A entrevista do escritor José Saramago ao Jornal da Globo me comoveu. Pois não é todo dia que o neto de um criador de porcos ganha o maior prêmio das letras mundiais: o Nobel de Literatura. A mãe, analfabeta, esfregava escadas para sobreviver. A infância do menino Saramago foi pobre, cheia de moscas, carente de livros, escassa de comida. No enredo do mais mirabolante romance talvez soasse inverossímil que uma mulher analfabeta, filha de rudes criadores de porcos, pudesse dar à luz um gênio da literatura. Mas a vida real é cheia de caprichos. E mais fantástica que qualquer ficção.
Saramago nos deixa a lição do desapego. Detentor do Nobel, pergunta-se o que é o prêmio se comparado ao Universo. Nada. No fundo, tudo é insignificante, afirma. Essa noção nos dá a dimensão exata das coisas, de todas as coisas que desejamos, por maior que hoje nos pareçam. Ante a verdade proposta pelo escritor português, pus-me a pensar naqueles que se engalfinham por dinheiro, cargos, honrarias. Perdem tempo, ao ignorar o essencial. Miram o supérfluo através das lentes embaciadas da miopia intelectual.
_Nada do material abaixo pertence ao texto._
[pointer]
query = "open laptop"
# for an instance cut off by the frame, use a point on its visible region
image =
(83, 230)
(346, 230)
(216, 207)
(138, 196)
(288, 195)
O filósofo José Saramago é um polidor de lentes, como foi Espinosa.
“As pessoas se tornam máquinas de ganhar dinheiro. Ou de tentar ganhar dinheiro”, pontua ao falar sobre as oliveiras que ele viu na infância em Azinhaga, e que a União Européia pagou para que fossem arrancadas e assim se mantivesse alto o preço do azeite.
A vida simples que leva o escritor nas Ilhas Canárias contrasta com a glória que se espera de quem se tornou best-seller. E recebeu da Academia Sueca o prêmio de um milhão de dólares. É que o polidor de lentes enxerga o indispensável – e se compraz em viver consoante sua filosofia.
Aos 82 anos de idade, José Saramago parece ter se despido das vaidades. E concentra-se no que é preciso ser feito. Mesmo quando está enfermo, escreve todos os dias. Trata-se, afinal, de sua maior vocação.
O neto do criador de porcos de Azinhaga tem muito a nos ensinar com seus próximos livros. Leiamos José Saramago. Sua literatura nos desembacia as lentes.